Article on Fully Vested Ownership in Property and Women
Carla Spivack (Professor of Law, Oklahoma City University School of Law) recently published her article entitled, Women’s Legal history: A Global Perspective: Symposium Editor: Felice Batlan: Law, Land, Identity: Lady Anne Clifford, 87 Chi.-Kent L. Rev. 393 (2012). An introduction from the article is below:
This article presents a case study from seventeenth century England to illustrate the connection between fully-vested ownership in property and full civic personhood for women. Lady Anne Clifford (1590-1676) spent most of her adult life litigating her rights to ancestral lands her father had willed to his brother rather than to her. Clifford’s life and writings make clear that the property rights she fought for and won granted her an identity not fully constrained by her culture’s gender norms. These rights allowed her to take her place in the web of mutual rights and obligations attendant on fully-vested property holding, and thus allowed her to take her place in civil society as a full person, a subject who acted rather than an object who was acted upon. The texts through which Clifford constructed her identity – her diaries and autobiography, her building projects, and the art works and monuments she commissioned – show how her fully-vested property rights gave her a sense of full civic personhood, embedded as a subject in history and in the society of her day.

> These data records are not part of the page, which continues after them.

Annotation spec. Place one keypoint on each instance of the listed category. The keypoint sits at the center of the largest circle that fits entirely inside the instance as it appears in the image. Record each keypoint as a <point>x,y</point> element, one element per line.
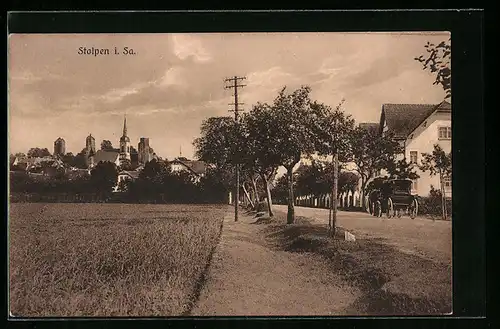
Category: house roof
<point>196,166</point>
<point>369,126</point>
<point>132,173</point>
<point>402,119</point>
<point>106,156</point>
<point>77,173</point>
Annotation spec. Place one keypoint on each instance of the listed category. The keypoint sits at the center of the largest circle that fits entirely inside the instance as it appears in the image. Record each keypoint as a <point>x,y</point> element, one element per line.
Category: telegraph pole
<point>234,84</point>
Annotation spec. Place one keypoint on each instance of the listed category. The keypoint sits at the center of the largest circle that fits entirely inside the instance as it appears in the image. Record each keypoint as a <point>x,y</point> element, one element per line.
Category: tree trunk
<point>334,194</point>
<point>268,194</point>
<point>255,191</point>
<point>362,194</point>
<point>248,196</point>
<point>290,218</point>
<point>443,197</point>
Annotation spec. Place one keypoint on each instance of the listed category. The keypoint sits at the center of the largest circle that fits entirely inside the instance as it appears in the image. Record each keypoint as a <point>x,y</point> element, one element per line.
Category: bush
<point>431,205</point>
<point>262,206</point>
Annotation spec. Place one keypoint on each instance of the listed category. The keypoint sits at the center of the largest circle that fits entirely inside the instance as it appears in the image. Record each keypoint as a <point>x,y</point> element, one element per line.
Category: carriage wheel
<point>377,209</point>
<point>390,208</point>
<point>413,209</point>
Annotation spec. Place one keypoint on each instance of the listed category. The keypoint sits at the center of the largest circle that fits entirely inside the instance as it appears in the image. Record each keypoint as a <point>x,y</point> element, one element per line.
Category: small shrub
<point>431,205</point>
<point>262,207</point>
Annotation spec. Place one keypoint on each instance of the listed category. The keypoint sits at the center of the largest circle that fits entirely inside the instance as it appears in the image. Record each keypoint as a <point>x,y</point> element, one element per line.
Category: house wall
<point>422,140</point>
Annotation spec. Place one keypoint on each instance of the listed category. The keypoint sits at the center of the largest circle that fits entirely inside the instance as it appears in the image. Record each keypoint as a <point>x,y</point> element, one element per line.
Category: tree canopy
<point>438,61</point>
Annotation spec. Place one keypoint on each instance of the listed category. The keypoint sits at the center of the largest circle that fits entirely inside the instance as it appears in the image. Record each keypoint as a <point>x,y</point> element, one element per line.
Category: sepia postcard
<point>229,174</point>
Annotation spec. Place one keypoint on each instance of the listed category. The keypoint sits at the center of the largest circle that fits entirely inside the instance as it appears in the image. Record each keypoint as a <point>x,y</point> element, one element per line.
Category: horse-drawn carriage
<point>392,197</point>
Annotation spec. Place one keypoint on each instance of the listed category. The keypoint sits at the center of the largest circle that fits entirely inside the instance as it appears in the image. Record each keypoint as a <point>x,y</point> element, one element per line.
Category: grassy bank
<point>393,282</point>
<point>108,259</point>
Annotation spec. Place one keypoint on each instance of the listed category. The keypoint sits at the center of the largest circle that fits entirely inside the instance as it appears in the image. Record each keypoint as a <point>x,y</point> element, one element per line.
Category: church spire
<point>125,125</point>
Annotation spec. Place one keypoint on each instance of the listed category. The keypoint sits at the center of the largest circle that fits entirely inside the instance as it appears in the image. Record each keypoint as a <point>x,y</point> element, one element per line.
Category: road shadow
<point>391,282</point>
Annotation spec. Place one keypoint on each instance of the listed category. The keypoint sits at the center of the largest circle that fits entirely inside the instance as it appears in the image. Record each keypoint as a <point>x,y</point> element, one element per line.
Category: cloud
<point>174,76</point>
<point>186,46</point>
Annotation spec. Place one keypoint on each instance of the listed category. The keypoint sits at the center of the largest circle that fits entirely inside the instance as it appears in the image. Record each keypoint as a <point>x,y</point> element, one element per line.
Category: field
<point>108,259</point>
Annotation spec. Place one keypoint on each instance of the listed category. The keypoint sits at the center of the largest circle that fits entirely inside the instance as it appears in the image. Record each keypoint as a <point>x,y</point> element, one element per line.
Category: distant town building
<point>125,175</point>
<point>125,156</point>
<point>195,167</point>
<point>59,147</point>
<point>124,143</point>
<point>104,156</point>
<point>90,144</point>
<point>144,151</point>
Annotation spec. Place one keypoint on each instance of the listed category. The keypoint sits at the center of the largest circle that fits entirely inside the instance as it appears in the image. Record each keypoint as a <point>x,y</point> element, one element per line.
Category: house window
<point>414,185</point>
<point>444,132</point>
<point>447,183</point>
<point>413,156</point>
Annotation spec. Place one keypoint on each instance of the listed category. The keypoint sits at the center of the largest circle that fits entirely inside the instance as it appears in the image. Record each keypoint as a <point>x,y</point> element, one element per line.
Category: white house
<point>125,175</point>
<point>418,127</point>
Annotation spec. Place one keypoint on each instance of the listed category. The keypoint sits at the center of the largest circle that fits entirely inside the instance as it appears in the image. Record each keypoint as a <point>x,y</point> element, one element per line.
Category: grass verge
<point>108,259</point>
<point>392,282</point>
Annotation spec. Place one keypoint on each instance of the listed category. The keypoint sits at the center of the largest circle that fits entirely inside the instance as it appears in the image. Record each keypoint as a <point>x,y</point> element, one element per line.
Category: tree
<point>104,177</point>
<point>402,169</point>
<point>106,145</point>
<point>372,152</point>
<point>332,129</point>
<point>280,135</point>
<point>438,62</point>
<point>37,152</point>
<point>438,163</point>
<point>348,182</point>
<point>217,146</point>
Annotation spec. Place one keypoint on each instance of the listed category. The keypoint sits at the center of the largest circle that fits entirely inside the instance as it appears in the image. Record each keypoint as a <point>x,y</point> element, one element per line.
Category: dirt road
<point>423,237</point>
<point>248,276</point>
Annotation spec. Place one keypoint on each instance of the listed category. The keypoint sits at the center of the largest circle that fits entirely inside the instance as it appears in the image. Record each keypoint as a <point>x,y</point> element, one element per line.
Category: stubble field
<point>108,259</point>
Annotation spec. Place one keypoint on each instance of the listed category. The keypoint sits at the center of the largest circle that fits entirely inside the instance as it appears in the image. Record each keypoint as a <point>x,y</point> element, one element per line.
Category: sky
<point>173,82</point>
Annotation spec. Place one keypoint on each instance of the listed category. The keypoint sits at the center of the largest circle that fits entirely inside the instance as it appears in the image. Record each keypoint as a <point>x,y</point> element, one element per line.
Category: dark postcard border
<point>469,281</point>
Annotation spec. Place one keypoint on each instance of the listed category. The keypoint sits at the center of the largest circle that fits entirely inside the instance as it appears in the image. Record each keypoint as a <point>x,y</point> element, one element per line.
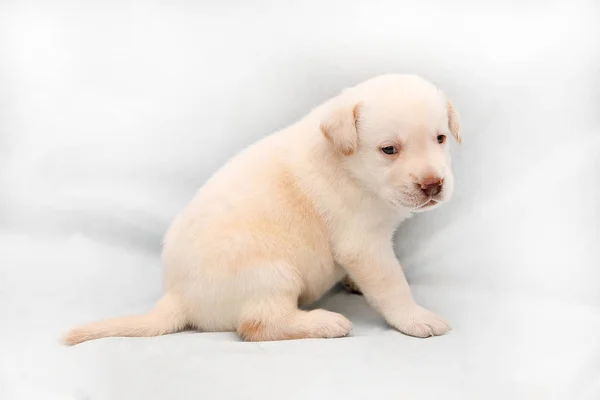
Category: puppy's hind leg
<point>279,318</point>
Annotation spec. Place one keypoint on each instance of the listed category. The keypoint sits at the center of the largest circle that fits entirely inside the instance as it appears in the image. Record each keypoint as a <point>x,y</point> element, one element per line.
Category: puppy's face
<point>392,135</point>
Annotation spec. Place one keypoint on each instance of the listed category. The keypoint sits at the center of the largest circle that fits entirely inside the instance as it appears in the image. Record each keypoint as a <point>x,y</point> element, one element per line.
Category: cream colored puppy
<point>290,216</point>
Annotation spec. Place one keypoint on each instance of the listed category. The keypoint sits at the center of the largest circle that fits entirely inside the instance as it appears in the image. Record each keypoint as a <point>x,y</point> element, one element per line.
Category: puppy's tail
<point>167,317</point>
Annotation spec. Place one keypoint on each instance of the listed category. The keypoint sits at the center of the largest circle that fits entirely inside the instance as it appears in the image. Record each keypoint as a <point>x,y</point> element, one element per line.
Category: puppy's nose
<point>432,185</point>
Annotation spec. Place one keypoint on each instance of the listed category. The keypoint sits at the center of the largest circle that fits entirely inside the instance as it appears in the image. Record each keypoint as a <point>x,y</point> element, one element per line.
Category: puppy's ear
<point>338,124</point>
<point>454,122</point>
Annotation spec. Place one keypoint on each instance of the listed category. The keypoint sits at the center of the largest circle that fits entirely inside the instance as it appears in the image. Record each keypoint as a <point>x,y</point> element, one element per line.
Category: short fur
<point>292,215</point>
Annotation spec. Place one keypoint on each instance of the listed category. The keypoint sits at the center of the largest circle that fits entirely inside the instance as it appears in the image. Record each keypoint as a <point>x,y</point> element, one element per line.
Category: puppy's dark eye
<point>389,150</point>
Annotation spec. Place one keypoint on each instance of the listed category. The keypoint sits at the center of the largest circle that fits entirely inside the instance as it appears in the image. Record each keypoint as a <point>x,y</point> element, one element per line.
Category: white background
<point>113,113</point>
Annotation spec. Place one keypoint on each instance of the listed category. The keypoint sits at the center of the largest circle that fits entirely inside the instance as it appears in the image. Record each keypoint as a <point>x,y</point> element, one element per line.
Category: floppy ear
<point>338,124</point>
<point>454,122</point>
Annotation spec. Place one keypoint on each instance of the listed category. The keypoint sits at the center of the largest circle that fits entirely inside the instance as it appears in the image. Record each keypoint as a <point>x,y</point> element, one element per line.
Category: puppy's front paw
<point>420,322</point>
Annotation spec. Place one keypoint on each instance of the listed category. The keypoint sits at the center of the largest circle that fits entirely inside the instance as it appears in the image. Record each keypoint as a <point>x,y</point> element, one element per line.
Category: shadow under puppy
<point>292,215</point>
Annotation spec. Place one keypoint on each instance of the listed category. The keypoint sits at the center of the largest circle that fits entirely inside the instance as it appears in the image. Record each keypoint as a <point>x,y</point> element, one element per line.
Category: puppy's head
<point>391,134</point>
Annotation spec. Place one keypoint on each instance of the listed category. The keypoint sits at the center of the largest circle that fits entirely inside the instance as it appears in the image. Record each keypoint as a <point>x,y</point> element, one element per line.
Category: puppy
<point>290,216</point>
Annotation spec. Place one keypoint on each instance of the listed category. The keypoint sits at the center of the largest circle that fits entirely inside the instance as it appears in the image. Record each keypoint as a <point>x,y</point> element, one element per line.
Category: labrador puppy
<point>292,215</point>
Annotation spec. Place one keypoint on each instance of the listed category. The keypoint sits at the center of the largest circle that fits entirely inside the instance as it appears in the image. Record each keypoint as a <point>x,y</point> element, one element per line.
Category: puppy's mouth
<point>425,204</point>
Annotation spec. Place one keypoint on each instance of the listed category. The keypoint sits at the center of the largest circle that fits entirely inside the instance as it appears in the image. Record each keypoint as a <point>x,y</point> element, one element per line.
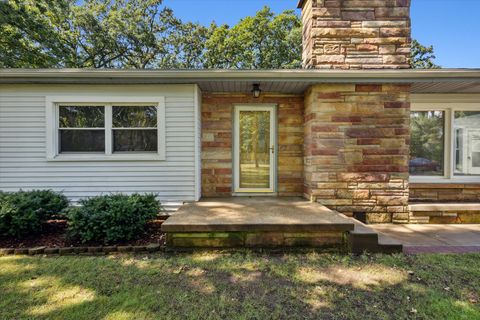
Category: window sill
<point>104,157</point>
<point>440,180</point>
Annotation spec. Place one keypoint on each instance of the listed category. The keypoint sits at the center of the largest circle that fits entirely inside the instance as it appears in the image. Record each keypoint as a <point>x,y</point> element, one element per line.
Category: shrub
<point>111,218</point>
<point>24,212</point>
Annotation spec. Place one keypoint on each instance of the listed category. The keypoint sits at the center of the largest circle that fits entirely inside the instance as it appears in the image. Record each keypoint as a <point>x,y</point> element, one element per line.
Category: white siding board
<point>23,163</point>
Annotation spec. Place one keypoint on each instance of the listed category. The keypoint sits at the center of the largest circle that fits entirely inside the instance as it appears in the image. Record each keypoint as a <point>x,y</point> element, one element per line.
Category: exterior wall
<point>357,149</point>
<point>356,34</point>
<point>217,138</point>
<point>445,192</point>
<point>23,163</point>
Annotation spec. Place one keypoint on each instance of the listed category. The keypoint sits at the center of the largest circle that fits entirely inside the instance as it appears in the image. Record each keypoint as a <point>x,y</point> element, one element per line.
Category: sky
<point>451,26</point>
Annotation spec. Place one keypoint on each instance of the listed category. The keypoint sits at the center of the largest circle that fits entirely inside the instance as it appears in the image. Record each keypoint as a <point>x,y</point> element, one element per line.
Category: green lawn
<point>241,285</point>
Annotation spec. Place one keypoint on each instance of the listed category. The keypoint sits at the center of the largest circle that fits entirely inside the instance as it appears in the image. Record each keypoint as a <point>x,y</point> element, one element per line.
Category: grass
<point>241,285</point>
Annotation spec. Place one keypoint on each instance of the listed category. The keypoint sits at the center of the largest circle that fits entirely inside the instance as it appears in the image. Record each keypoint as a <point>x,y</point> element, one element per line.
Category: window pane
<point>135,140</point>
<point>82,140</point>
<point>82,117</point>
<point>466,127</point>
<point>427,143</point>
<point>134,116</point>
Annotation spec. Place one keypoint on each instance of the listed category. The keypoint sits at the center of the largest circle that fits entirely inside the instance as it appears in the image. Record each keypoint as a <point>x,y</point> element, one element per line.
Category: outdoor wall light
<point>256,90</point>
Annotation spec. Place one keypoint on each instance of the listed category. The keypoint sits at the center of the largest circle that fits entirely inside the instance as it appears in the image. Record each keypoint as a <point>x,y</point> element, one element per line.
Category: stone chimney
<point>356,135</point>
<point>356,34</point>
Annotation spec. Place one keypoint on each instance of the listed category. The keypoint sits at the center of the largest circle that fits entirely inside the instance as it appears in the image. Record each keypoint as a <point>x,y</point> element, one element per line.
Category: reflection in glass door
<point>254,149</point>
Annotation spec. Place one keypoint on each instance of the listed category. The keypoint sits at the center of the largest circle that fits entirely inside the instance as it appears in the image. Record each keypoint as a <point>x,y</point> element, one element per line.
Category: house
<point>337,132</point>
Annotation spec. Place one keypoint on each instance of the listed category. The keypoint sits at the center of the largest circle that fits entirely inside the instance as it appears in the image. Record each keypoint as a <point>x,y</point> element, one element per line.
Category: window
<point>91,130</point>
<point>81,129</point>
<point>445,142</point>
<point>426,145</point>
<point>466,125</point>
<point>134,128</point>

Scholars have read Clifford’s works as expressing an early feminism, a challenge to patriarchal systems of land transmission, but such readings are anachronistic. Indeed, the truth of the matter is much more interesting: rather than claiming gender equality, Clifford saw her property rights as granting her equality under the norms of her day despite her gender. It is only after taking both legal and physical possession of her lands that Clifford begins to assert her rights as a woman. In fact, Clifford’s writing itself is anachronistic: she constituted her identity through forms of property ownership that derived from an earlier feudal period and were becoming increasingly unavailable for women during Clifford’s lifetime. Absolute property ownership granted her a sense of identity based on recognition as a subject embedded in a network of rights and obligations, a system ultimately traceable to the Norman feudalism brought to England by Clifford’s ancestors. It was a system in which women as well as men could carry out feudal obligations because of their ancestry and place in the feudal order, which in turn stemmed from land ownership. Rank could be as important as sex in locating one in the social hierarchy. This understanding of the real nature of Clifford’s claims leads to a crucial insight about property rights and the status of women: fully-vested ownership created for Clifford the basis for full civic personhood, and that in turn allowed her to assert her gender-based rights.
Part One of this article outlines Anne Clifford’s life. Part Two explains the legal background for Clifford’s litigation, showing that it took place in the context of declining female inheritance and declining female participation in the public sphere. Part Three discusses Clifford’s writings, arguing that her property interests allowed her to construct a sense of identity apart from her culture’s gender-based prescriptions. Part Four analyzes Clifford’s self-construction as it is reflected in the many buildings, monuments and self portraits she designed and commissioned, also arguing that they reveal a sense of identity empowered by fully vested property ownership to transcend some of the limitations her culture imposed on her sex. I conclude by suggesting that Clifford’s example has implications for today, in respect to the many ways women’s access to property is still systemically limited to less than fully vested rights.